Thain, who last November became head of Merrill after resigning as CEO of the New York Stock Exchange, added that the global reach and diverse clients of the “high quality” foreign investors open doors to “more strategic opportunities around the world.”

Bank of America’s planned acquisition of Countrywide Financial Corp. was described as a “very bold move” in an announcement by TowerGroup, which added that the merger seems to be “little more than a bailout strategy” for BoA to protect its earlier $2 billion investment in the Calabasas, Calif.-based mortgage giant.

TowerGroup said BoA will benefit in becoming the largest U.S. mortgage lender and servicer — with 23 percent market share, while gaining leading, proprietary loan origination and servicing platforms and opportunity to cross-sell its bank products to an estimated 9 million Countrywide borrowers. But the challenges include “a potential culture clash between Countrywide’s aggressive mortgage operations and Bank of America’s professional retail banking environment,” BoA’s balance sheet status and capitalization requirement coming under further scrutiny, which started when it acquired LaSalle bank, and the multiple years it will take to identify and eliminate redundant lending and banking systems.

“While BofA may be rewarded with long term benefits from this acquisition, this purchase makes a bold bet that an economic recession is avoided in the next 18 months, a real estate rebound occurs and further significant demons within Countrywide’s mortgage business do not surface,” the research and advisory firm said in the announcement. “BofA might get better odds at a Las Vegas roulette table.”

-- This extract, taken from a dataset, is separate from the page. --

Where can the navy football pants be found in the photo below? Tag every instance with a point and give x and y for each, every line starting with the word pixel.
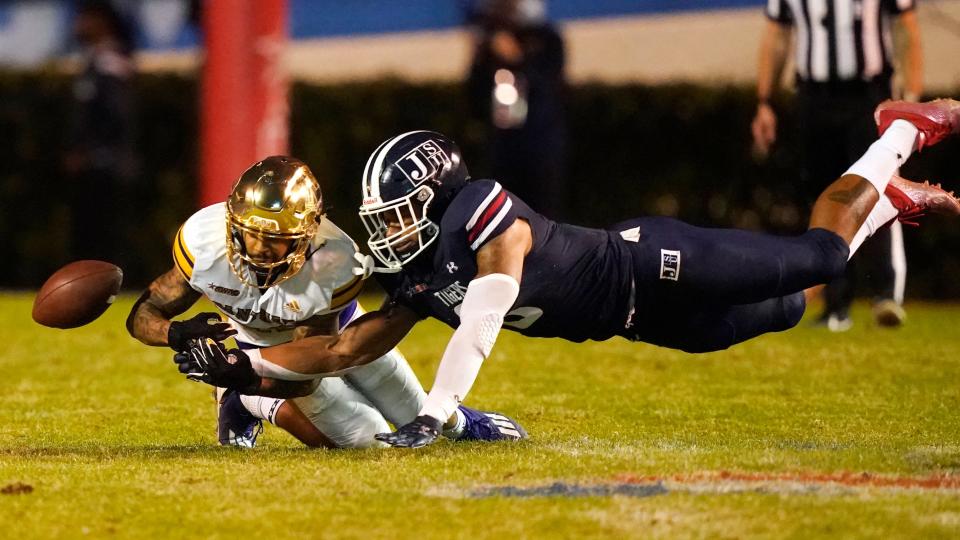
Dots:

While that deal finalizes, Ocwen Financial Corp. said on Monday its reviewing a proposal to take the company private. The proposal was made by a group of investors led by its Chairman and CEO William C. Erbey, Oaktree Capital Management L.P. and Angelo, Gordon & Co. L.P, who wish to acquire all of Ocwen’s outstanding shares for $7 each.

Erbey proposed to make a “significant” investment in the deal, while providing Ocwen’s senior management team the chance to do so as well, and continue as chairman and CEO following the transaction, according to a copy of the proposal letter.

Ocwen said it has formed a special committee of independent directors to consider the proposal, though there is “no assurance that any definitive offer will be made, that any agreement will be executed or that any transaction will be approved or consummated.” Evercore Group is serving as its independent financial advisor and Shearman & Sterling LLP as its legal counsel.

Fitch Ratings announced that it placed Ocwen’s long-term issuer default rating on rating Watch Evolving pending additional details about the deal — though a downgrade is unlikely.

But the latest merger agreement is that in which Wells Fargo & Co. will acquire five banks in Wyoming and eastern Idaho owned by United Bancorporation of Wyoming Inc., according to an announcement Tuesday. Terms of the cash deal, expected to close next quarter, were not disclosed.

Following the acquisition of Jackson State Bank & Trust, Shoshone First Bank, Sheridan State Bank, First State Bank of Pinedale and United Bank of Idaho, Wells will be No. 1 in both deposits and assets among banks in Wyoming, the announcement said.